Cooking a meal is different because in most cases there is room for error. That’s the kind of baking I like. But first, I have to get it right for you.
Not only right, but easy as well!
If you’re letting your children help you with these banana oatmeal mini muffins, please be sure to always provide adequate supervision all the time, especially when they are using sharp tools. I’m all about giving children a chance to learn through hands-on experiences, but PLEASE also keep them safe in the kitchen.
My favorite part about this recipe is that the batter is made entirely in a food processor. You don’t need to use multiple bowls. Just measuring cups and spoons.
I made these with smaller bananas the first time, then large ones the second time. You want to know what happened? Nothing! The only difference I did notice was the first batch of these banana oatmeal mini muffins had less banana flavor than the second batch.
I also preferred the slightly overripe bananas with more yellow than black on the skin over the ones with more black on the skin than yellow.
Does that make sense?
Basically go with the bananas that have small brownish/blackish spots on them as opposed to the ones with large patches of dark spots.
With the larger bananas I had to add half the first round, then the rest a second round of pulsing because they were too big. You might be able to get away with adding all the banana at once if they are the right size, but that’s something you’ll have to decide based on how big your food processor is as well.
Once the batter is done, remove the blade and stir in the mini chocolate morsels if you are using them. You can omit the mini chocolate morsels if you like. Evenly distribute the batter into two 12-cup mini muffin pans that have been lightly greased.
As I mentioned above, when my children are adamant about helping me, they always want to make it their own by changing something in the recipe, which I’m usually okay with. My daughter requested some without the chocolate morsels, so we made some with and some without.
Personally I like the ones with chocolate. 😉
The muffins without chocolate got a sprinkle of powdered sugar for fun.
Every time I have made these banana oatmeal mini muffins, they never last more than two days.
I hope you give them a try. If you do, share your thoughts in the comments below or share a picture on Instagram and tag me in it @spanglishspoon.
Happy baking, friends!
- 2½ cups old fashion quick oats
- 1 teaspoon baking powder
- ½ teaspoon baking soda
- 2 large eggs
- ½ cup milk
- ¼ cup vegetable oil
- 3 ripe bananas
- ¼ cup mini chocolate morsels (optional)
- Preheat oven to 375 degrees. Prepare two mini muffin pans with oil spray and place them on cookie sheets.

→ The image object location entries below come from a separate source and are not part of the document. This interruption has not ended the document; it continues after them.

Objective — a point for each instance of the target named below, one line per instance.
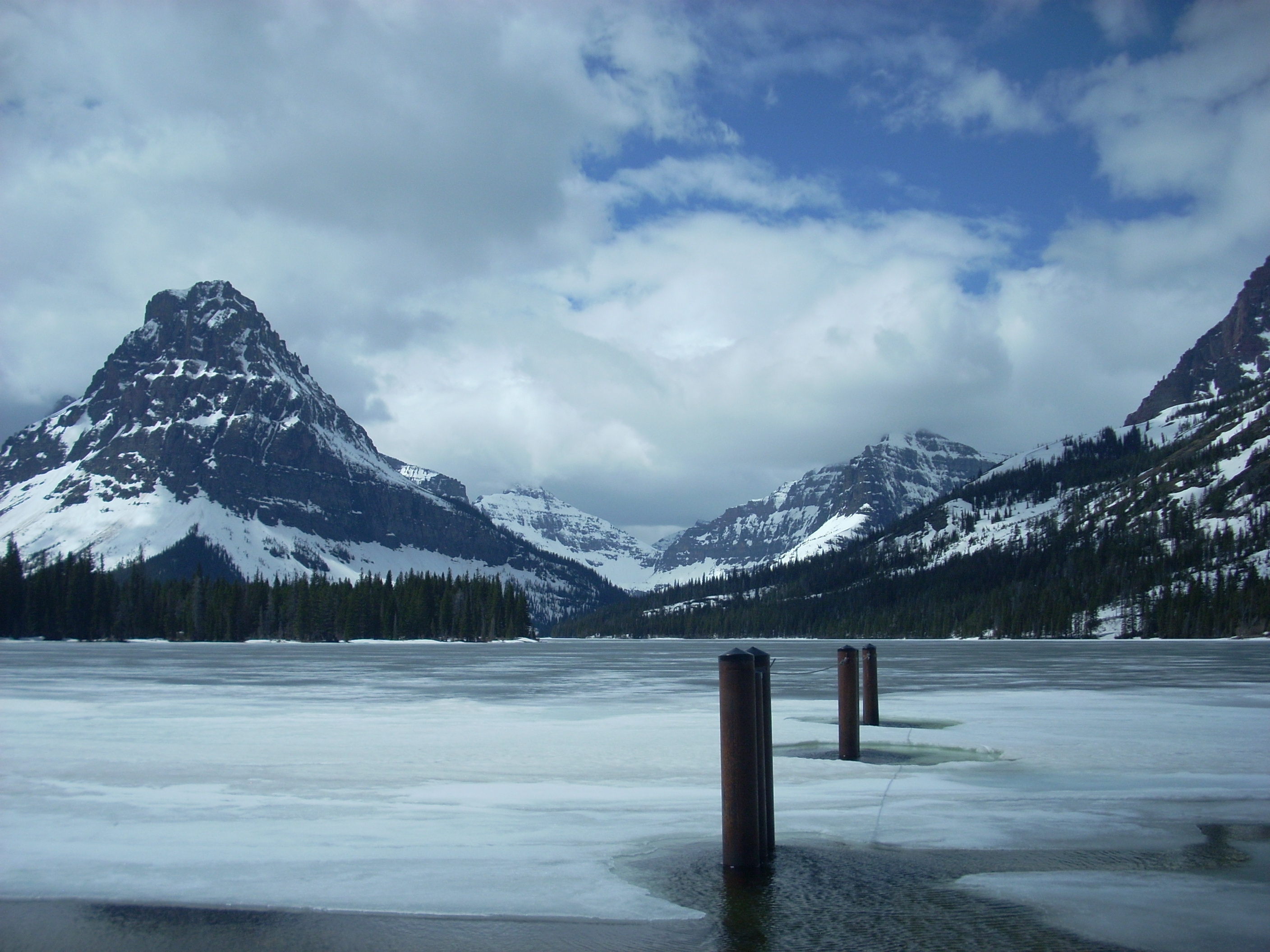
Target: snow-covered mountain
(802, 518)
(826, 507)
(203, 423)
(535, 514)
(1232, 353)
(1160, 528)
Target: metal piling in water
(764, 669)
(849, 704)
(746, 760)
(869, 686)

- Pulse together the oats, baking powder, and baking soda in a food processor for 10-15 seconds.
- Add eggs, milk, and vegetable oil. Pulse again another 10-15 seconds to combine well.
- Add peeled bananas in chunks, pulse again until there are no more banana chunks left.
- Remove blade, stir in chocolate morsels.
- Fill muffin cups to the rim, bake in the oven 15-17 minutes. Allow them to cool completely.